Sunday, July 17, 2011

Controlling Remote Agents from Google App Engine

A month or so ago I was brainstorming ideas related to Google App Engine (GAE), as I had been wanting a reason to play with it for a while. One idea that stuck was connecting a remote Python process to GAE via Pushy, so we could either control GAE or GAE could control the remote process. I'm still working on the C/Python Preprocessor thingy, but I took a break from that this weekend to look into the possibility of a GAE Pushy transport.

So yesterday morning I signed up for an account, and started tinkering. I had been reading the docs already, and I figured there were a few possible approaches:

  • The obvious: use HTTP. This has one major drawback in that it is inherently synchronous and wholly driven by the client. Moreover, GAE only allows request handlers around 30s to complete, so no kind of fancy long-polling is possible here.
  • Channel API. This sounds like the right kind of thing to use, but it's aimed at interacting with Javascript in a webpage.
  • XMPP. Huh? Isn't that for instant messaging? Exactly. The client (remote Python process) and server (GAE) are peers in XMPP, and either one can initiate sending messages to the other.
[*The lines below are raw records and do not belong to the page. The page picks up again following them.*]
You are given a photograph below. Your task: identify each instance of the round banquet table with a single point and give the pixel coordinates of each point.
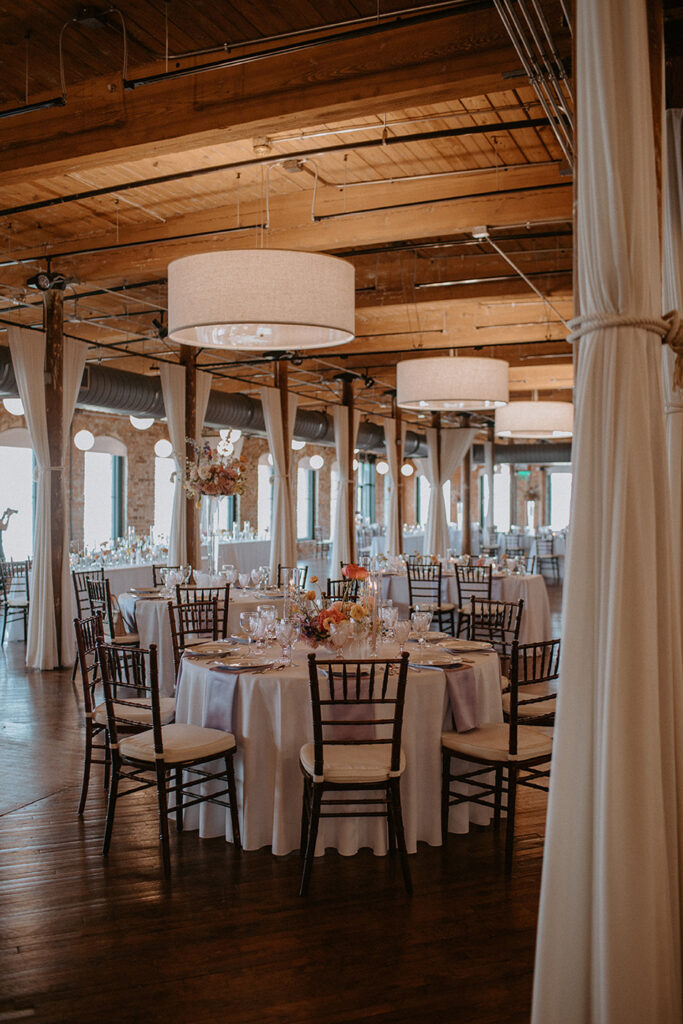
(270, 717)
(148, 617)
(536, 624)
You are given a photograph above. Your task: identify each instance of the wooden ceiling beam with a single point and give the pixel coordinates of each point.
(456, 56)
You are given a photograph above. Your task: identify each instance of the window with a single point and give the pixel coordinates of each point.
(264, 496)
(560, 497)
(16, 465)
(305, 500)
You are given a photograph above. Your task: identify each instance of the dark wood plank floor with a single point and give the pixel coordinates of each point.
(83, 940)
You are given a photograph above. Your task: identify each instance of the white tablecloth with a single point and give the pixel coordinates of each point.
(271, 719)
(245, 555)
(150, 617)
(536, 625)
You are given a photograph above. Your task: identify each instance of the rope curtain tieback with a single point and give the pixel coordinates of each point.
(669, 328)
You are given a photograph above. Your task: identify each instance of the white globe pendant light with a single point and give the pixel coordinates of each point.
(447, 383)
(536, 420)
(261, 299)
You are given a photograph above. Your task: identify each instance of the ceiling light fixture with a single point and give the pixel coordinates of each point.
(452, 384)
(537, 420)
(261, 299)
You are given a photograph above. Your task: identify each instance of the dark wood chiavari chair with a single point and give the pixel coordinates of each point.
(190, 624)
(158, 757)
(367, 757)
(187, 595)
(518, 755)
(425, 593)
(472, 581)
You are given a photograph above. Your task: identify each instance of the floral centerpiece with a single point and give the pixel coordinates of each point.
(315, 613)
(212, 472)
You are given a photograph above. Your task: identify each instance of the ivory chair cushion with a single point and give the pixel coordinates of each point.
(491, 742)
(361, 763)
(181, 742)
(143, 716)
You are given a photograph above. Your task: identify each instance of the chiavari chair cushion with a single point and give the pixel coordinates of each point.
(492, 742)
(359, 763)
(141, 717)
(181, 743)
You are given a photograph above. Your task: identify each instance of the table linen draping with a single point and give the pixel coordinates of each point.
(173, 390)
(672, 298)
(271, 719)
(608, 944)
(283, 522)
(28, 353)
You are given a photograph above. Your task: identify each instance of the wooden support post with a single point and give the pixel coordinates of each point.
(347, 399)
(400, 482)
(188, 360)
(54, 344)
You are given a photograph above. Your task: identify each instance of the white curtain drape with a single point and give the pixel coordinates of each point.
(441, 462)
(391, 512)
(28, 352)
(283, 530)
(608, 945)
(672, 298)
(173, 390)
(341, 543)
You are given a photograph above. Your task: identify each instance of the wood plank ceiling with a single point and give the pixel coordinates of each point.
(367, 141)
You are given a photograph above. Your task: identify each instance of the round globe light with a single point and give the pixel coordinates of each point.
(84, 440)
(141, 422)
(163, 449)
(13, 406)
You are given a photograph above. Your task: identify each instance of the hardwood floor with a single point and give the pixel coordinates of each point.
(85, 941)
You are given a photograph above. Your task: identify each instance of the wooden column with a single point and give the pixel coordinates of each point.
(188, 360)
(347, 399)
(400, 482)
(53, 403)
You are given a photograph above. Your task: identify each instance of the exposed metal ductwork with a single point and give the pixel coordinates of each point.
(105, 389)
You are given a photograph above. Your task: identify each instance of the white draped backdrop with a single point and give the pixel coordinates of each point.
(283, 529)
(608, 945)
(28, 352)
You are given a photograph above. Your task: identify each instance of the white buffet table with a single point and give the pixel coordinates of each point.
(150, 617)
(270, 717)
(536, 625)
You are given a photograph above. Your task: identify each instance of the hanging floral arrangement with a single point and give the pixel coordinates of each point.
(212, 473)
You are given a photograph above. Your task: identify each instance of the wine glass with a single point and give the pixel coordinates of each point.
(421, 623)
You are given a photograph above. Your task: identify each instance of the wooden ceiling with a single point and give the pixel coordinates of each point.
(384, 140)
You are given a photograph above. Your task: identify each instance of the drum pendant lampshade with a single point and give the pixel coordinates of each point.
(541, 420)
(452, 384)
(260, 299)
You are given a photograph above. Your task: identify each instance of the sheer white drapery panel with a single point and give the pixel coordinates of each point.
(173, 390)
(283, 528)
(391, 517)
(341, 539)
(672, 298)
(608, 940)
Let's look into this a bit more...
So I did a quick search for Python XMPP libraries, and a few came up. I settled on xmpppy, but to be honest I didn't find any of them particularly compelling. The APIs are a bit clunky. Anyway, the approach I took was to have an XMPP handler in my GAE application create a persistent Pushy connection object associated with a pair of read/write files that wrapped the XMPP API. When an XMPP message came in, the application would extract the Pushy request from base-64 encoded body of the message, and return the result in a similar manner.

And it worked, but only just. I had to make a few hacks to Pushy to get all of this work. There were some oddities I had to work around, such as the "eval" built-in in GAE's Python not taking any keyword arguments. Unfortunately, I don't think this particular transport is very useful in the flaky state it's in at the moment. Also, it's not terribly valuable to build a transport to control a GAE application, since other APIs exist for that purpose (ProtoRPC, remote_api). More useful would be to have the GAE application control the remote process without the need for polling. I'll be looking into this further.